I recently found out that I'm pregnant (by accident), and my feelings about it couldn't be more mixed. For one thing, I just left the prospective father...literally right before seeing that first positive home pregnancy test. I have to admit that part of me was excited anyway. There really is something so miraculous about conception when you think about it.
The thing is, I'm a college drop-out who was just planning to finish school. Having a baby would definitely make that harder. More importantly, I'm beyond broke not to mention unemployed! I've been staying with my aging dad since leaving the (ex?) boyfriend about a week ago, and I have no idea how I could possibly support a baby right now. I'm not even supporting myself at the moment.
So, I think having an abortion might really be the most responsible thing for me to do. I don't know if I should bring a child into this world without fully being able to take care of that child. I don't feel like I'm in any kind of position to give that kid all the stability, opportunities and advantages that he or she would deserve.
But I don't actually want to have an abortion.
Truthfully, even though I *think* having an abortion might be the right thing to do, that's not how I *feel* on any kind of emotional level. I know it would be hard for me. I'm likely around six weeks pregnant now, not very far along at all, but I already feel deeply connected to the could-be-baby.
I've never been in this situation before, and I'm torn. I really am. Any advice or insight would be much appreciated. Thanks!
Re: I feel so conflicted! Any advice?
The first thing most people here will tell you is that if you are conflicted you should not get an abortion. It is, obviously, not a decision you can go back on and if you later regret ending your baby's life there's nothing you can do.
I get the feeling from your post that you truly want to mother this little one and that your biggest fear is lack of financial preparedness. Please be encouraged! Very few if us are in a perfect financial situation when we get pregnant! You have a roof over your head, and there are many, many programs and aid available for people like you who need to get their feet under them. As for college, though it's more challenging with a child, it's definitely not impossible.
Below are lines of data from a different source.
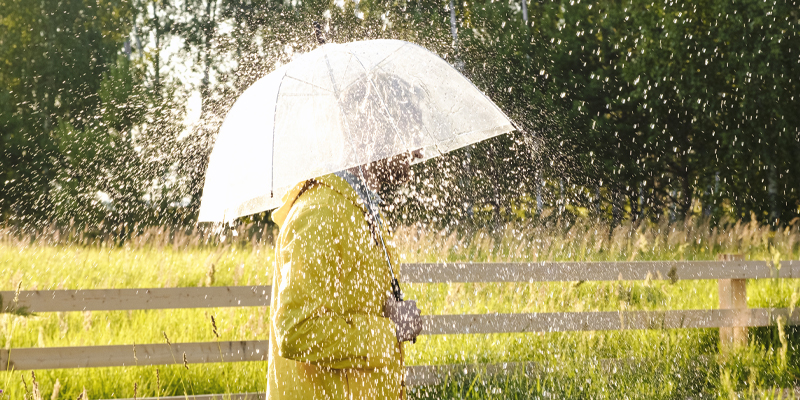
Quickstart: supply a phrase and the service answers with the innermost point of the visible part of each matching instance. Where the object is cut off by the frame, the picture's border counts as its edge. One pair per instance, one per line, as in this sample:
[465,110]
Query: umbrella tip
[320,35]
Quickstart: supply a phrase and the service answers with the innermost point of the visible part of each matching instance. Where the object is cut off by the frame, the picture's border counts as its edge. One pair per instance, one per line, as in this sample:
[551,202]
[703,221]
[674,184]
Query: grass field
[668,364]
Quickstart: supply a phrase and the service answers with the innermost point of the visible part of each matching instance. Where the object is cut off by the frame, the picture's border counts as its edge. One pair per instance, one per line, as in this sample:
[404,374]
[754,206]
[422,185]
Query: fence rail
[732,318]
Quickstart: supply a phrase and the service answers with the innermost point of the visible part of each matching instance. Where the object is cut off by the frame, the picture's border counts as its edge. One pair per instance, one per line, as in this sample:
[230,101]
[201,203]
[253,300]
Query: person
[336,329]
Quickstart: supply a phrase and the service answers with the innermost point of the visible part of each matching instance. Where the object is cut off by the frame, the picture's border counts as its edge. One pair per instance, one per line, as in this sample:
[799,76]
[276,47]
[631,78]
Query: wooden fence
[733,317]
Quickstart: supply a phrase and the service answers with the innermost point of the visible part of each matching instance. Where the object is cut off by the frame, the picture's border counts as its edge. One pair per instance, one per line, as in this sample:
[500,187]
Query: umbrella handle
[398,294]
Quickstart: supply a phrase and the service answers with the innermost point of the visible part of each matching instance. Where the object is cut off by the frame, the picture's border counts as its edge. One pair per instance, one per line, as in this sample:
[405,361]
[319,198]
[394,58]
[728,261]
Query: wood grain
[138,299]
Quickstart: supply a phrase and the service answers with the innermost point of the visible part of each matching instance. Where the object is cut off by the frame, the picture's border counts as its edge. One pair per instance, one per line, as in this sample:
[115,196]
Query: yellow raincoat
[328,336]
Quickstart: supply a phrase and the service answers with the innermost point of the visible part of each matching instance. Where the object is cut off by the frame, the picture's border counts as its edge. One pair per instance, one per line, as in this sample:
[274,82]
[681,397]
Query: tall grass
[615,364]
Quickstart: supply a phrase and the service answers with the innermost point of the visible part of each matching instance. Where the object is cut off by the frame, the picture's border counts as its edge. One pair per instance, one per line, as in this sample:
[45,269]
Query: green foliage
[664,364]
[626,109]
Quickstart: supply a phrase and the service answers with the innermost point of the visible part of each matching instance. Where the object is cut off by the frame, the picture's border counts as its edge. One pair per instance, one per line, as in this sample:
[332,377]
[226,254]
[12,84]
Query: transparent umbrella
[337,107]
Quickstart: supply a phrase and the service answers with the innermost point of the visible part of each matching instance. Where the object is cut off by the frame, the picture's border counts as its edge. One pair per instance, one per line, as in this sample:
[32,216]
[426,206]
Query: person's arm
[306,328]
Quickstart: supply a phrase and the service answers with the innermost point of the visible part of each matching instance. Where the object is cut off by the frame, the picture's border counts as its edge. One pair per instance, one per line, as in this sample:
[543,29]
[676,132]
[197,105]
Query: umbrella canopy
[337,107]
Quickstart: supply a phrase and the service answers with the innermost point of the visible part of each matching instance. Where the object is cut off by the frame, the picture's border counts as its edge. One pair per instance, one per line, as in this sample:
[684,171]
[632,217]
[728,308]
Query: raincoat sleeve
[306,326]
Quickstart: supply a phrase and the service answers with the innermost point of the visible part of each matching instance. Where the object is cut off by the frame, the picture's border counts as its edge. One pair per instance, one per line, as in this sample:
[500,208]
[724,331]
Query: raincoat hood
[328,336]
[334,182]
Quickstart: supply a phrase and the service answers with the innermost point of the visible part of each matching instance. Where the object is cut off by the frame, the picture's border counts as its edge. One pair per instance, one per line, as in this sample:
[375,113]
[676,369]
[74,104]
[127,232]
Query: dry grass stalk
[35,393]
[56,389]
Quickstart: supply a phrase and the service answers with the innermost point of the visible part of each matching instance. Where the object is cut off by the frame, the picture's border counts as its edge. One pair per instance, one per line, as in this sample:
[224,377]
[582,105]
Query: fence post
[732,296]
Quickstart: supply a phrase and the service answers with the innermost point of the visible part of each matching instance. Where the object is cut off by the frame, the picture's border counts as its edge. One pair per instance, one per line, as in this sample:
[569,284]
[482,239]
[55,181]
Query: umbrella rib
[274,123]
[383,103]
[308,83]
[378,64]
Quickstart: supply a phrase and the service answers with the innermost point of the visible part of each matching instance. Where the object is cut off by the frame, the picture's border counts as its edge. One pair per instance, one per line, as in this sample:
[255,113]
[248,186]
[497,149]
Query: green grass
[669,364]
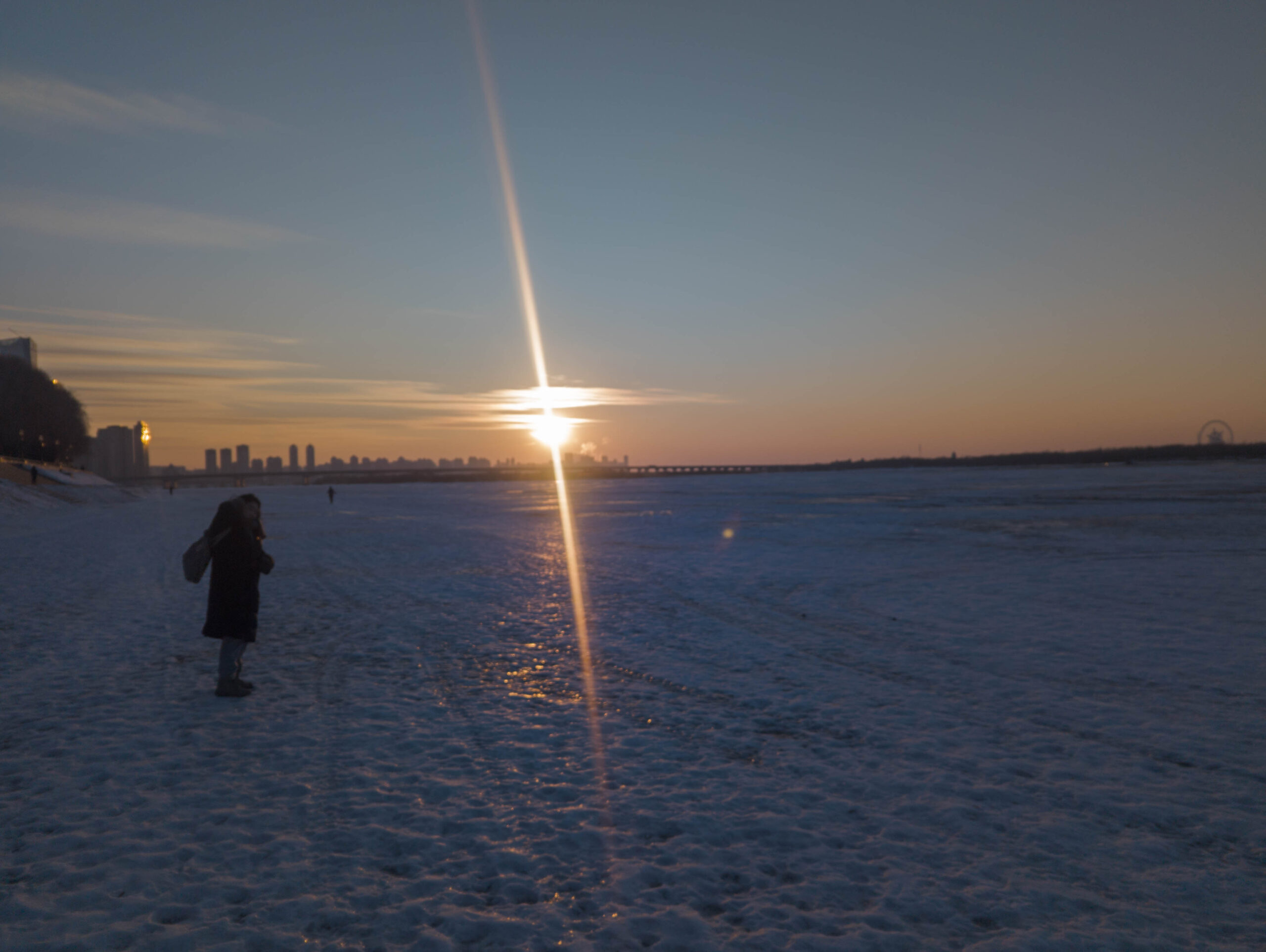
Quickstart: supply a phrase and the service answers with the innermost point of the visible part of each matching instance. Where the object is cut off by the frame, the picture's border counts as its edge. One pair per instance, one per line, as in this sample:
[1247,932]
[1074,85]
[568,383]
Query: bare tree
[39,419]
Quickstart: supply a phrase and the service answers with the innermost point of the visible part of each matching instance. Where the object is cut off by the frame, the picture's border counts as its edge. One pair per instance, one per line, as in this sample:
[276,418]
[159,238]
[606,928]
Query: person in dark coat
[233,602]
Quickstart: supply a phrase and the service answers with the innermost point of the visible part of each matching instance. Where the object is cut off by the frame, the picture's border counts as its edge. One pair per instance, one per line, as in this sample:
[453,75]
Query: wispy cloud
[46,102]
[136,223]
[195,380]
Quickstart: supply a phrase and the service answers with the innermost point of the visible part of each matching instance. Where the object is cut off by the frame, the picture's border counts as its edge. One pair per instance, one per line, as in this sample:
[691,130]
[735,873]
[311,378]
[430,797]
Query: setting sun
[552,431]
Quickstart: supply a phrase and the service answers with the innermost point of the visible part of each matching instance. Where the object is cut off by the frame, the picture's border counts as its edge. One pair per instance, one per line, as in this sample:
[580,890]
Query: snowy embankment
[942,709]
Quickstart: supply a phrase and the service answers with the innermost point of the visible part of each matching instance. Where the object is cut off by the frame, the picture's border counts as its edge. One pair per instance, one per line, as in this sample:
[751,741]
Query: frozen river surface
[888,711]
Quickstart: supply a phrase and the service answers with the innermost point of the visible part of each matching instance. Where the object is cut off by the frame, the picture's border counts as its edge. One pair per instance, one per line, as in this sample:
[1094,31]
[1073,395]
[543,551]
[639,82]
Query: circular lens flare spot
[552,431]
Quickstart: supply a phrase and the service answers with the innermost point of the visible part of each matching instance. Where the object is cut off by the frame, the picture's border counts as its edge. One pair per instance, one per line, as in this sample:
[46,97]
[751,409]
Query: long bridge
[1176,453]
[483,474]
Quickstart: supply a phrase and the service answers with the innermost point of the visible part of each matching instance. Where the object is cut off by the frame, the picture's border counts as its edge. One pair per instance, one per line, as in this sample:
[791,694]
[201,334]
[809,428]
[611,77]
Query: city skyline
[758,236]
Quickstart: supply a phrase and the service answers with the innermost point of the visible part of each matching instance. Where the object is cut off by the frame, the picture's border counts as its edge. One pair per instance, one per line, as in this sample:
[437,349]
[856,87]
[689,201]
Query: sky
[779,232]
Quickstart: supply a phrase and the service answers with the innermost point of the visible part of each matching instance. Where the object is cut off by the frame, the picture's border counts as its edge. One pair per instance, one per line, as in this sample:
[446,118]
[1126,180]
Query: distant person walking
[233,603]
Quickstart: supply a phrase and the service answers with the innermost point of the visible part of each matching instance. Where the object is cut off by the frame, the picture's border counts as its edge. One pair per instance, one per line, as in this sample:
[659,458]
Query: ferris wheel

Your school most likely has an on-campus, very affordable daycare program for students with children. Try and locate a Crisis Pregnancy center near you-- they will have great helpful information about programs to help single moms get a good footing, plus they usually can give you a free ultrasound so you can get a peek at your sweet little one, which is so much fun and very encouraging.
I know it seems overwhelming at the beginning, but giving the gift of life to your small son or daughter is one of the most beautiful and rewarding things you can do in your life, and there is no way you will regret it. That doesn't mean things will always be easy (but are they for anyone?), but when you first feel those tiny flutters of movement and then hold your baby in your arms you will never look back.
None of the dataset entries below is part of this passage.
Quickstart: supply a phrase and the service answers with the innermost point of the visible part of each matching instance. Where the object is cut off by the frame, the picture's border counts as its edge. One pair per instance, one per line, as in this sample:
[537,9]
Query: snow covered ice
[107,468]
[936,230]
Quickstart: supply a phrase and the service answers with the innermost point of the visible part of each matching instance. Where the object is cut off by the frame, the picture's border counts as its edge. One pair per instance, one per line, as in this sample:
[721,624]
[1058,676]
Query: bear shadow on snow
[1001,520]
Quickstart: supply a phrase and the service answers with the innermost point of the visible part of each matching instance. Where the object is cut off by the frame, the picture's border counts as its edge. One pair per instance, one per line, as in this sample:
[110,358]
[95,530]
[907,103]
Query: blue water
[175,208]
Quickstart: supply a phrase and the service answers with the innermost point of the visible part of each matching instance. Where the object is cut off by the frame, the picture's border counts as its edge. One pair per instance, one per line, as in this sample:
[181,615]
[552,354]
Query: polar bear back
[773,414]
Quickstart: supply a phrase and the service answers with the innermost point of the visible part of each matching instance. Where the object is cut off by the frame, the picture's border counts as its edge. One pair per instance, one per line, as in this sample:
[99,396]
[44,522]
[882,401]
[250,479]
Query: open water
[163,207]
I wish you all the best! Please keep us posted! I know other ladies will chime in with encrougement for you -- this is a great supportive group!
Re: I feel so conflicted! Any advice?
If you do not want to get an abortion, then like the response above, I would definitely say don't do it.. I would say definitely go to your state assistance office, apply for financial aid, medical insurance if you dont have any, and food stamps.. In your situation, that is what the assistance is for. I never expected to do that but here I am single and doing just that.. Then WIC will give you food while pregnant. While in school, the financial aid part of the program is usually tied into a work program where you can do school, too and they will help with childcare if needed. Honestly, it still isn't easy, but I can live on it. There are no extra frills but I am so thankful for this state assistance to get me on my feet after the baby and they will help with job hunting, too. I wouldn't take back the father just because of the pregnancy, but if it works itself back out.. then great. Just make sure you take care of yourself. There is help out there. If you have any questions, feel free to pm me.. Im going through it but now so happy to be able to meet my little man in about 3 months. You can do it.. but I'd say get the help asap because usually it does not kick in until the 1st of the following month.